If the mood was optimistic early women’s lib (by way of a Seventies ad for Revlon’s infamous and wildly successful Charlie perfume), the silhouette veered into Eighties territory. And like the Eighties, this is all quite Marmite: broadshouldered, oversized jackets, pouchy bombers and blouson jackets, cuffed, baggy trousers tucked into two-tone D’artagnan boots, spread collars from the Lady-di-as-nurseryschool-teacher era, vividhued cardigans and chunky, logo-spattered wrist cuffs and necklaces…
You either like this or you don’t, but it looked happy and breezy. “[It’s] freedom, energy, desire for the absolute Gabrielle Chanel – always – whose racehorse was called Romantica,” explained Viard.

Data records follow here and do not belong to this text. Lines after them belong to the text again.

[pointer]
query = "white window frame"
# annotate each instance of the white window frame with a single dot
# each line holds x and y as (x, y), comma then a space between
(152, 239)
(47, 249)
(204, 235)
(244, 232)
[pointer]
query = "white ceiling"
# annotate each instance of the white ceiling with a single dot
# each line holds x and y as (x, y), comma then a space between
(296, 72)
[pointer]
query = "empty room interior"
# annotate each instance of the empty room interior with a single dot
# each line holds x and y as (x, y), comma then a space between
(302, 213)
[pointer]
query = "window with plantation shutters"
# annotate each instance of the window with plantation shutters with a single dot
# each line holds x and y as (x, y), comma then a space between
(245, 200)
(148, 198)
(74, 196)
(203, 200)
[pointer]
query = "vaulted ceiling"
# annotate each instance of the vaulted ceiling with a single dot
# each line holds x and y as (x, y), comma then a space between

For all the swagger, Viard has her subtle moments: scallop-edged skirt and jacket suits, slim tweed coats and a lovely drop-shoulder velvet midi dress. There was plenty of black (as there has been throughout fashion month) and a plethora of separates. The Chanel 2.55 quilted bag, though, came in a spectrum of colours and materials – nothing too gimmicky.
Perhaps the best touch was that small, but unmistakable CC logo on all the sheer tights (one ragged nail and that’s a small fortune in tatters). They’ll be a runaway hit. A micro detail, in an enormous space.